Today's? Just what I say above--to write a good book, you'd better love your subject.

For my WIP, I need (get!) to learn more about the settlement houses that were so huge at the turn of the century. (Okay, the turn of the last century; do I need anything else to make me feel old?!) My favorite form of nonfiction has always been memoirs, and I was lucky enough to find the memoir of a woman who did much of her growing up, and just growing, at Hull House in Chicago--perhaps the most famous American settlement house.

I Came a Stranger: The Story of a Hull-House Girl, by Hilda Satt Polacheck, is a wonderful curl-up-and-read book. It has all the gaps and perhaps flaws of a memoir, in that Hilda doesn't worry too much about checking her facts. At times, she actually tells us how proud she is of quoting just from her memory, without having to go back and look anything up. Hilda also chooses, I think, to skim over the hard times in her life and to encapsulate and tuck away some of the intolerances and unpleasantness of the times.

That's what memoir is though, right? It's about the author's choices, the bits and pieces she decides to pick out of her memory and share with us. And while I may need to read another, more detailed history book about the settlement houses, I am truly enjoying going with Hilda through the life she wants me to see.
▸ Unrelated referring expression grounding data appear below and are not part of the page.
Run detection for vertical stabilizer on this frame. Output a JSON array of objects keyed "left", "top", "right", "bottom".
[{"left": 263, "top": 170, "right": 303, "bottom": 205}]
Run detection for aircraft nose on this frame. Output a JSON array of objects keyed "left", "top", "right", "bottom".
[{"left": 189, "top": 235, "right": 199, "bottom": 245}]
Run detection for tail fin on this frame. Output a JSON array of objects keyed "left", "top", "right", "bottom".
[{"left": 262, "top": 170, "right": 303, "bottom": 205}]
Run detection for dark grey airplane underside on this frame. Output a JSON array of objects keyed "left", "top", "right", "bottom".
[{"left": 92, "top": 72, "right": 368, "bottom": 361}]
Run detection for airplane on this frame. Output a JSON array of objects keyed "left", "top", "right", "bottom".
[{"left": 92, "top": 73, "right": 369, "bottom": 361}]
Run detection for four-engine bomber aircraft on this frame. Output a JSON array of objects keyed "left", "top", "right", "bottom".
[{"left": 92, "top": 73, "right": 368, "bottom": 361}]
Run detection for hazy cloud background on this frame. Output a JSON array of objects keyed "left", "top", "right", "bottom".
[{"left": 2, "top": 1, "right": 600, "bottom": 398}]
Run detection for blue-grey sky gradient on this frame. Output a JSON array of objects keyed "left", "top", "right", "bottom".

Because she was happy in that life.

This despite the fact that she grew up in a Poland where Jewish children didn't go outside on Christmas day, for fear of being beaten or even killed. This despite the fact that her father died when she was twelve, leaving her mother with several children and a total of two dollars. This despite the fact that she went to work a few years later, in some of the ten- and twelve-hour day factories, doing strenuous and tedious work for too little money.

She credits much of this happiness of Jane Addams, the founder of Hull House, who helped Hilda in, as Hilda tells us, too many ways to count. Miss Addams opened Hilda's eyes to a wider world than she had ever known, assisted her in going to college, in teaching other immigrants, and in beginning her work as a writer.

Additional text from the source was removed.